The Stevie Ray Vaughn-like sound is much more overt in Deer’s music, with the hard-driving Texas blues prevalent in his cover of Eddie Cochran’s “Sixteen Tons,” as well as in his own compositions such as “I Think We Could Have Gotten Along, If She Just Laid Off The Booze.”
The incredibly gifted guitarist effortlessly moved his fingers up and down the neck of the guitar he played.
After a 10-minute interlude, Rivers made his appearance clad in black, with a loose button-down shirt and heeled boots and sporting a neatly trimmed goatee, now part of his staple look.
The impeccably dressed Rivers kicked off the evening with a reworked version of his hit song, “Midnight Special,” performed in a slower tempo and peppered with an organ played by his pianist, Scott Healy.
In addition to Healy, his tour band consists of Stu Johnson on percussion and Norm Sancho on bass.
Another highlight of the evening was the stripped-down version of the traditional song, “House of the Rising Sun,” sounding more like its folkish roots than The Animals’ arrangement.
The revisions weren’t how he soared, although, they were just as compelling. Instead, the area Rivers and the band excelled was in his old standby list of familiar hits that everybody in the audience had heard hundreds of times in the past.
The musician’s voice matured since his early days. It’s slightly older, yet processes that same Southern twang heard on all his old Whiskey-A-Go-Go live albums. Some of his older hits take on increased complexity and roughness when the 69-year-old Rivers performs them.
“Poor Side of Town” resonates with added pain and experience when Rivers belts, “I can’t blame you for tryin’,” after the narrator’s girl returned to him following an affair with a rich man.
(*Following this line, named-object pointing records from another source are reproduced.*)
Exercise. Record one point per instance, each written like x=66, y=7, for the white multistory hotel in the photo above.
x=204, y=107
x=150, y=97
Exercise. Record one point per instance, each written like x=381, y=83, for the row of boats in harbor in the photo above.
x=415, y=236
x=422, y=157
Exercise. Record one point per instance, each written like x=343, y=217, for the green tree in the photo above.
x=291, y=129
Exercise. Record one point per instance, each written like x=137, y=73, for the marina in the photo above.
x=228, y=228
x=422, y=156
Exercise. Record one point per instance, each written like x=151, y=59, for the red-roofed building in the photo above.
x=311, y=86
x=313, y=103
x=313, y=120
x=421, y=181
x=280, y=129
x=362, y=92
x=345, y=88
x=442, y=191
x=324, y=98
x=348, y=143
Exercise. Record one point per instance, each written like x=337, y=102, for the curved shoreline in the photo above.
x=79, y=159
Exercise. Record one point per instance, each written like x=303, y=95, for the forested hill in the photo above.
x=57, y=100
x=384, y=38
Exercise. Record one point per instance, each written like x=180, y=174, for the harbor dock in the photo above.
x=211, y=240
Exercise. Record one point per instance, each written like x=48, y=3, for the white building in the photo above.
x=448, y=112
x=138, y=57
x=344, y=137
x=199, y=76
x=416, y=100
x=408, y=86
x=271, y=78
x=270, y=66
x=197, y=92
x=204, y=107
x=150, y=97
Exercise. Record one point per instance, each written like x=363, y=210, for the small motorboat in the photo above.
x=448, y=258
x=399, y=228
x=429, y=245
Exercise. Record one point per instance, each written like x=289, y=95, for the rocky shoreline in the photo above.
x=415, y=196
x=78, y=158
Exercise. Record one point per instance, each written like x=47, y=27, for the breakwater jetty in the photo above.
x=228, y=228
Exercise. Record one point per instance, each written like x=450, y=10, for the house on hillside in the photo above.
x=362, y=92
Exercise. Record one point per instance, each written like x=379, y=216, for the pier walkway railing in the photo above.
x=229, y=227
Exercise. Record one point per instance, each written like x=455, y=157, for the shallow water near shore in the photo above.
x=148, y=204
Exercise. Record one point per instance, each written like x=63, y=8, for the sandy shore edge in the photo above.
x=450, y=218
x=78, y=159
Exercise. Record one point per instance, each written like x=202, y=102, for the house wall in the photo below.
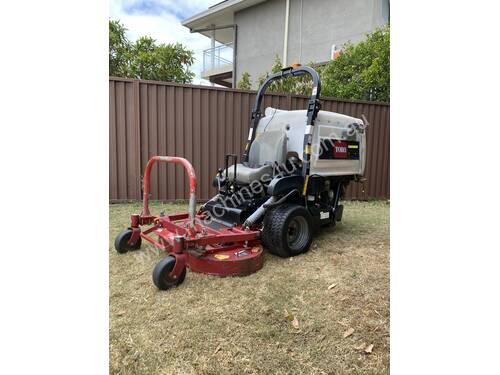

This is exemplified even more for his old cover of the Smokey Robinson’s “Tracks of My Tears.”
For “The Snake,” he sings more abrasively about the girl who took in a poisonous creature.
The later he went into his set, the further he had a tight hold on the audience. The house’s cramped seating could barely contain the clapping, foot stomping and wooing. A testament to this was when Rivers elicited the females and then the males to sing in on verses during “Baby, I Need Your Lovin’.”
The taut musicianship of the band created this electricity and energy in the audience. For material going into its fifth decade, it scarcely sounds like it.
The night closed with an encore of three hits the audience only expected him to play: “Memphis,” “Maybellene,” and of course “Secret Agent Man.” By then, he not only had them clapping and singing along, but also standing and swaying at the risk of nudging the person next to them. Some of the female audience members were dancing where they stood.
If you were to shut your eyes, you could only vaguely tell the difference between being at the Celebrity Theatre or the Whiskey A-Go-Go in 1964.
Why exactly is this man not in the Rock and Roll Hall of Fame yet? It’s rigged, I tell ya.